Being trans, especially early transition, is incredibly isolating indeed.
Often times, the boundaries we learn how to set have our old friends and families no longer wanting to be part of our lives, and accepting that is tough. Transition often means advocating for ourselves in ways that our loved ones don't understand. It can seem like we're pushing people away, but the truth is that those are usually people we felt lonely in the presence of because they aren't people we can be real with.
Finding a community that loves you for who you are, who appreciate how your mind operates, and accept you unconditionally is one of the most important ways of remedying some of that sense of loneliness.
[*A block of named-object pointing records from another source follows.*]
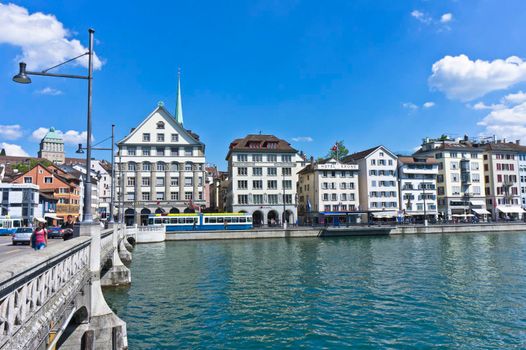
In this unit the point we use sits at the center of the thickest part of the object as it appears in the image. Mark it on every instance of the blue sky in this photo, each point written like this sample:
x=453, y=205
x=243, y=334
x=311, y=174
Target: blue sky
x=383, y=72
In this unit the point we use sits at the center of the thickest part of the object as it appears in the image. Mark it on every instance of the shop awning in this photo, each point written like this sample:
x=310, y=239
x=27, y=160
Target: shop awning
x=481, y=211
x=510, y=209
x=385, y=214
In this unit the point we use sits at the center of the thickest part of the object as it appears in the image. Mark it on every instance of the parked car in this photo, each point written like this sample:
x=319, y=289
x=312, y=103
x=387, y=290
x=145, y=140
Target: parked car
x=22, y=235
x=55, y=232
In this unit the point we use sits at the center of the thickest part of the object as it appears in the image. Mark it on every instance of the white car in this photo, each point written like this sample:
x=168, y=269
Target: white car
x=22, y=235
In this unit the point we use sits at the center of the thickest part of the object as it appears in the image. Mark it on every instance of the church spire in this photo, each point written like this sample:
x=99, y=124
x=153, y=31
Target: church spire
x=179, y=104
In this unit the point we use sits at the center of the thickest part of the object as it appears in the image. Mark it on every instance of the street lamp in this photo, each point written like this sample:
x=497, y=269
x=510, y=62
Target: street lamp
x=23, y=78
x=81, y=149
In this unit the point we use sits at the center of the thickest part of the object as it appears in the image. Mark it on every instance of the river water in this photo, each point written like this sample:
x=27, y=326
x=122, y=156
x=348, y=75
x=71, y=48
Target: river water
x=464, y=291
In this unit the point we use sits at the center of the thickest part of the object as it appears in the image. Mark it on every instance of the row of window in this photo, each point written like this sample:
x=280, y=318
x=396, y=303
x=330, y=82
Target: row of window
x=160, y=181
x=160, y=151
x=263, y=199
x=334, y=197
x=162, y=166
x=285, y=158
x=160, y=196
x=258, y=184
x=256, y=171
Support groups can connect us to like-minded people, but support groups are often online, which only places a bandaid on isolation-induced loneliness. Finding our people, our community, takes a lot of work, and transitioning itself is exhausting and often leaves us wary of making new connections.
Coming out as trans is inherently traumatizing and it takes dealing with your trauma so that you might form healthy new connections with people who are also working on themselves and honor our boundaries.
It's so important to make connections and form a support network that will show up if you stop answering the phone.
I see you and I just wanted to say that what you're feeling is real. Forming a chosen family is as inherent to transitioning as anything else we do to seek internal/external congruence. All of this is about forming real connections as our true selves with other people who are seeking the same.